Hirsch and his cofounders realized they were onto something when they started getting inundated with phone calls from doctors. It was a big frustration within the medical community that doctors couldn’t answer the most basic questions from their patients about how much a drug would cost and whether there was a cheaper option available. Now, in many cases, they could check GoodRx.
Nowadays, GoodRx offers a competitive price by looking across the various retailers, including Walmart, Costco and CVS. That price is often cheaper for the consumer than the cash price they’d be offered at the register, which is typically highly inflated.
In theory, pharmacies will work with GoodRx because consumers will simply shop elsewhere if they’re quoted a price that’s too high. Hirsch said that a pharmacy executive once told him that the threshold where a consumer would pay out of pocket for a generic tended to hover around $25. As he explained, pharmacies are limited in how much they can bring a price down, because of their contractual obligations to insurers and other entities.
PBMs also seem willing to work with GoodRx. The company struck its first deal with MedImpact in 2012. Through that relationship, GoodRx was able to tap into MedImpact’s employees to figure out how drugs really got priced. Within six months a slew of other deals followed, and now it’s working with many of the largest companies in the sector.
Doug Hirsch, Founder and CEO of GoodRx
Hirsch freely admits that GoodRx exists in large part because the U.S. supply chain is so broken. He notes that he’d be happy to move on if the system made it easier for Americans to get drugs they could afford.

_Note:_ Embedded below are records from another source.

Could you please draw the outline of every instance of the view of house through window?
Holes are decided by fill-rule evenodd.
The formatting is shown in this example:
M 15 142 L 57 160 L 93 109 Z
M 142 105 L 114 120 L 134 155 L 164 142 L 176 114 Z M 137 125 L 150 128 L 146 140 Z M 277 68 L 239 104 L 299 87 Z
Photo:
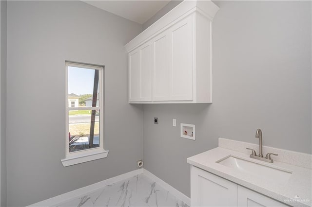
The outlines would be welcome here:
M 69 152 L 98 148 L 103 140 L 100 123 L 102 68 L 66 63 L 66 68 Z

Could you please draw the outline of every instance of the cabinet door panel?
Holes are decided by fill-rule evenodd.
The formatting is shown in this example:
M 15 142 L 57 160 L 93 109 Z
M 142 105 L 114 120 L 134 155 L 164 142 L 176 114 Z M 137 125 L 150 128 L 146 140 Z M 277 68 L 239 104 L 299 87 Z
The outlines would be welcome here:
M 152 47 L 143 46 L 141 52 L 140 100 L 152 101 Z
M 237 205 L 237 185 L 196 167 L 191 171 L 191 205 L 233 207 Z
M 237 186 L 237 206 L 238 207 L 288 207 L 251 190 Z
M 169 97 L 169 63 L 168 33 L 153 40 L 153 101 L 168 101 Z
M 140 99 L 140 56 L 138 51 L 129 55 L 129 101 L 137 101 Z
M 170 29 L 170 100 L 193 100 L 192 17 Z

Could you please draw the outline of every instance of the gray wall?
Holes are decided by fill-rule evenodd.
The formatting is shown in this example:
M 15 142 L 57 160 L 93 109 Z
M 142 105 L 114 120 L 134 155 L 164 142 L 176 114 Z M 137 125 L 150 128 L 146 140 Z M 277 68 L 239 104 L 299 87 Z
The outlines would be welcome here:
M 1 206 L 6 206 L 6 6 L 7 1 L 1 4 Z
M 219 137 L 258 143 L 260 128 L 265 145 L 311 153 L 311 2 L 215 3 L 213 104 L 143 106 L 144 168 L 188 196 L 187 157 Z
M 162 9 L 157 12 L 154 16 L 143 24 L 143 29 L 145 30 L 152 25 L 154 22 L 165 15 L 169 11 L 175 8 L 183 0 L 172 0 L 166 5 Z
M 124 45 L 142 25 L 78 1 L 7 4 L 7 204 L 24 206 L 136 169 L 142 106 Z M 65 60 L 105 66 L 108 157 L 64 167 Z

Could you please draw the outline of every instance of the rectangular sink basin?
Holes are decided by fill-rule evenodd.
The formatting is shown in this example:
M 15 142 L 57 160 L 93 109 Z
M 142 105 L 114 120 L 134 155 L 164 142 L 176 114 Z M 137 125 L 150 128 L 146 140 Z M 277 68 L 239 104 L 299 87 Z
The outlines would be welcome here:
M 288 170 L 278 169 L 231 155 L 215 162 L 282 185 L 287 182 L 292 173 Z

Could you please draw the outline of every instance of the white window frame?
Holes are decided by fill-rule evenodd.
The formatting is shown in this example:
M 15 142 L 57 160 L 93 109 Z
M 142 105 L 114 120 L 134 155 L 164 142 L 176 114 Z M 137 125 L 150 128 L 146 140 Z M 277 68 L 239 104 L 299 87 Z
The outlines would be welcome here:
M 68 67 L 82 68 L 89 69 L 98 70 L 98 106 L 84 107 L 69 107 L 68 106 Z M 76 63 L 73 62 L 65 62 L 65 158 L 61 161 L 64 167 L 75 165 L 96 159 L 105 158 L 108 155 L 108 150 L 104 149 L 104 99 L 103 96 L 103 81 L 104 80 L 104 66 Z M 87 149 L 76 152 L 69 152 L 69 141 L 68 139 L 68 112 L 75 109 L 78 110 L 99 110 L 99 144 L 98 147 Z

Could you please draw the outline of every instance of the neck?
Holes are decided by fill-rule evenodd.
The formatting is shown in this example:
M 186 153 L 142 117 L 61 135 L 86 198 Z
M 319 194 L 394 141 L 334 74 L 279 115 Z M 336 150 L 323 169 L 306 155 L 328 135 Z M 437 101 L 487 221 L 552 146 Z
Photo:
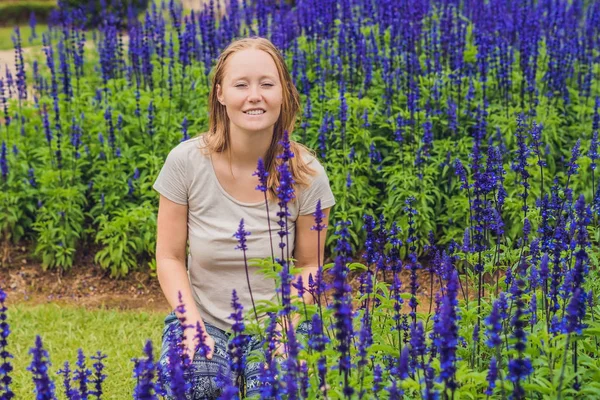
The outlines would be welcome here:
M 265 158 L 271 140 L 273 127 L 259 132 L 236 130 L 230 127 L 231 164 L 241 169 L 256 169 L 259 158 Z M 227 152 L 226 152 L 227 153 Z

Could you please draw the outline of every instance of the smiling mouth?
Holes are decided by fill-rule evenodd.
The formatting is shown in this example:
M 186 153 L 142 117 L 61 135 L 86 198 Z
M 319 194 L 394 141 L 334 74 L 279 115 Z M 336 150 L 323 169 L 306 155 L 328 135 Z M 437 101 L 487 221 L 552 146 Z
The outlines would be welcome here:
M 246 115 L 263 115 L 264 113 L 266 113 L 265 110 L 244 111 L 244 114 L 246 114 Z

“If America as a country decided to keep all Americans healthy and things were upfront and transparent, there would be no need for GoodRx,” he said. Hirsch thinks it will take time before the pharmacy sector is transformed. “I don’t suspect that’ll happen, but if it did, I’d happily hang up my hat and move on to another problem.”
Some drug-pricing experts say it’s a tricky philosophical problem. Eric Pachman, founder of research firm 3 Axis Advisors, notes that he appreciates GoodRx’s business as a consumer because of the cost savings. “But when I put on my drug-pricing researcher hat,” he notes, “I can see how it might be extending the time that we have a fix in the marketplace, because it reduces patient sensitivity to cost.”

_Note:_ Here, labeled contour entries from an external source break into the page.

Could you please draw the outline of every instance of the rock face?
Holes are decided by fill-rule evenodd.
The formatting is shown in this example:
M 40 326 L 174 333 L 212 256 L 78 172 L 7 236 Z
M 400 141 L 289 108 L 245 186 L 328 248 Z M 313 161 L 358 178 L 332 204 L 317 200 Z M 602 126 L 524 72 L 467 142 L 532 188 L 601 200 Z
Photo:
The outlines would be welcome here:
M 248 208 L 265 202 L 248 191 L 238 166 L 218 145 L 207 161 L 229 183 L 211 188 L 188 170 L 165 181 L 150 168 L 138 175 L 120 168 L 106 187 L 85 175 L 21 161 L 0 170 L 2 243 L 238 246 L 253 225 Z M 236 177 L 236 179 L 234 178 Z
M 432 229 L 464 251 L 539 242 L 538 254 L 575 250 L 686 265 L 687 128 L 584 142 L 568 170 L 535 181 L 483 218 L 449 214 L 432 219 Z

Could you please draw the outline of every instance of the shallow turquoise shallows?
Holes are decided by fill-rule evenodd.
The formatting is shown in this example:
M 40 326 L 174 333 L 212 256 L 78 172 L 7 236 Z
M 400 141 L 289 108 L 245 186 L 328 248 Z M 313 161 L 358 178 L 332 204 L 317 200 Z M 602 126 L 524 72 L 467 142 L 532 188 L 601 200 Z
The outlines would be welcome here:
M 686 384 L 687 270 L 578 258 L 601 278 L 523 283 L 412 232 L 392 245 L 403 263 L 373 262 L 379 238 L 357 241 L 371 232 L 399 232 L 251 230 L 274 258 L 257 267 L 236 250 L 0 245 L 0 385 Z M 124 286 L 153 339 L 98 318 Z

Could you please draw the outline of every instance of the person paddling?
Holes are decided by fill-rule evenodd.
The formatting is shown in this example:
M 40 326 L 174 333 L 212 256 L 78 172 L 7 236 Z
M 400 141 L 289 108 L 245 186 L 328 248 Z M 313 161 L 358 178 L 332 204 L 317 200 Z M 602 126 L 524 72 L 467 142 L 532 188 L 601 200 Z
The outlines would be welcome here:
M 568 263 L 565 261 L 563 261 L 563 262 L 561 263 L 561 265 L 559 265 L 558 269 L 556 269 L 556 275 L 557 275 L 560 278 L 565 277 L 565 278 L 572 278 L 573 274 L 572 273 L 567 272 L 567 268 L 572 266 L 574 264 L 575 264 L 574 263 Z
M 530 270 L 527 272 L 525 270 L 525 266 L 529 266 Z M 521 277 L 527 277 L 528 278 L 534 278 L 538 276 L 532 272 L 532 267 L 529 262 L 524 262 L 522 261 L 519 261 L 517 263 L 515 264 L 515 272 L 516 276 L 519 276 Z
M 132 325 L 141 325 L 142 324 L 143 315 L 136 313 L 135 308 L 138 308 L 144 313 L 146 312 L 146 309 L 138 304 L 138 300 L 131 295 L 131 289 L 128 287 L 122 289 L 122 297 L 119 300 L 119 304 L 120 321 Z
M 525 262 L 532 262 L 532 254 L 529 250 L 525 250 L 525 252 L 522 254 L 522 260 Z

In other words, if consumers had to pay the sky-high usual, customary and reasonable price — also known as UCR, the amount paid for a medical service in a geographic area based on what providers in the area usually charge for the same or similar medical service — without the use of insurance, they’d be outraged and the system would be forced to change. Hirsch acknowledges the concern but notes that GoodRx still shows the UCR prices and that many consumers are still eating the cost out of pocket. And yet the system hasn’t changed.